VICTORIA, Australia October 2014 – The brain is the most complex, multi-layered organ in the human body. At a medical and scientific level, understanding the human brain is one of the most promising challenges facing the 21st century. The most recent research reveals that the human brain delivers the entire human experience of reality to a person, allowing feelings of positivity, negativity or indifference based in part on self-talk. Janette, do you have a website to link this scientific research to?*

Self-talk is the constant mental monologue of a person during most of his or her waking hours, and consists of various thoughts with varying degree of emotion. It can trigger painful emotions – anxiety, anger, sadness and fear – without any direct relation to a person’s immediate circumstances. For example, a person might feel anxious about money, even with plenty of food in the house, the bills paid and payday on the horizon.

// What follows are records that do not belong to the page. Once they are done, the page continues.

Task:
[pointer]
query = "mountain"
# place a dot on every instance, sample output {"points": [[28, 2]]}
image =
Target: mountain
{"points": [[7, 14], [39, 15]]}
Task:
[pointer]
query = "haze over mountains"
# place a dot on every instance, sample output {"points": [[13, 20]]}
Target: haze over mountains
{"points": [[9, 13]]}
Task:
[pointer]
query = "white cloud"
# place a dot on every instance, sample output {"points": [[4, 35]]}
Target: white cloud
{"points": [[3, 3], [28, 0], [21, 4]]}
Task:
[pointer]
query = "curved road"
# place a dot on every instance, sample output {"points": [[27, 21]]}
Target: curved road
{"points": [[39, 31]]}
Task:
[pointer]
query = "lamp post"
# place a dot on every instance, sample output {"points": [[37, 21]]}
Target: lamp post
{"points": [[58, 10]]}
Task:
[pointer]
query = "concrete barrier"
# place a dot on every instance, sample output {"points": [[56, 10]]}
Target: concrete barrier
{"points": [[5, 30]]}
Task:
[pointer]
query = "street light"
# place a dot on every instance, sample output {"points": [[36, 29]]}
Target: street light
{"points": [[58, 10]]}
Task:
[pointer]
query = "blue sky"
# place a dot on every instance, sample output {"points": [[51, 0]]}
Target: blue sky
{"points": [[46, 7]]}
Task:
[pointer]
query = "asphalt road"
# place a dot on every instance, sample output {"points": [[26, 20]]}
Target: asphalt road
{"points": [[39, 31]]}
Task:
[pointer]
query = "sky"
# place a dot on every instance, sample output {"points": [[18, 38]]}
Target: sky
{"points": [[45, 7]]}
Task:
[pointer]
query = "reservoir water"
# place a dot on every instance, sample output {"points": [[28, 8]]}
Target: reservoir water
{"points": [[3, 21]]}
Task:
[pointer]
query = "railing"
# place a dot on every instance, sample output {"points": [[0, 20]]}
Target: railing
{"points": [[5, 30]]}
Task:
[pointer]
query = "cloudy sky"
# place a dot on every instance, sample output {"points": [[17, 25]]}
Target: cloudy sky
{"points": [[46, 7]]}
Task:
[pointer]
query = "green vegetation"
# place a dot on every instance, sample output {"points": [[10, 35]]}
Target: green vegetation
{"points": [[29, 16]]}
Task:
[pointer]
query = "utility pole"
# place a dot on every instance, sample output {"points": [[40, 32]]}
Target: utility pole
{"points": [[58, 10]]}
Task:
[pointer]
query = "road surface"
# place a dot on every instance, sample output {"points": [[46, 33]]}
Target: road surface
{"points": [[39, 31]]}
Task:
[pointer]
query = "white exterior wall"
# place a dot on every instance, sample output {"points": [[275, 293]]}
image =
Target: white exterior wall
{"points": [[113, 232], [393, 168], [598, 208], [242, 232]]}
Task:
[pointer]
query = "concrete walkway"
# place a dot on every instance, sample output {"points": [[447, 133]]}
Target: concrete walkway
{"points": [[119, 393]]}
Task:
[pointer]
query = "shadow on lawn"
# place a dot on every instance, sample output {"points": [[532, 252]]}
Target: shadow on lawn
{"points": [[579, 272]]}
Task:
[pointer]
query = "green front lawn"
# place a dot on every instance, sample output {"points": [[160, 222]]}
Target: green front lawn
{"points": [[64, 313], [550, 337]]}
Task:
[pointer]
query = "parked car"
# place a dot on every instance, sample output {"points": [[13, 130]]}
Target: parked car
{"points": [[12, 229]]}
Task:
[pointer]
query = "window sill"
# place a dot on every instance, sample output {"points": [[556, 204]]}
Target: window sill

The thoughts that have the most impact on a person’s psychological well-being are the ones that recur. Any thought that is repeated often enough becomes a belief, and the latest brain science shows that a person’s brain generally only allows him or her to see and experience evidence to support those beliefs – and nothing else. In other words, self-talk can do more than merely create bad feelings; it can make a person cognitively blind to opportunities for growth, love and happiness.**

Australian Brain Whisperer and founder of Sweet Relief Coaching, Janette Dalgliesh considers human self-talk to be either one of two things: helpful or unhelpful. “Helpful self-talk include thoughts like ‘I’m a great cook!’ or ‘I love reading!’ or ‘I’ve always been a quick learner’. Helpful self-talk feels good and can change your life for the better, so we want more of that!” says Janette. “Unhelpful self-talk – often called gremlin thoughts by life coaches – can be critical, fearful, self-blaming, despairing or a combination of them all. Unhelpful self-talk feels horrible. It’s the unhelpful self-talk that we want to change because it is a barrier to self-love and self-acceptance.”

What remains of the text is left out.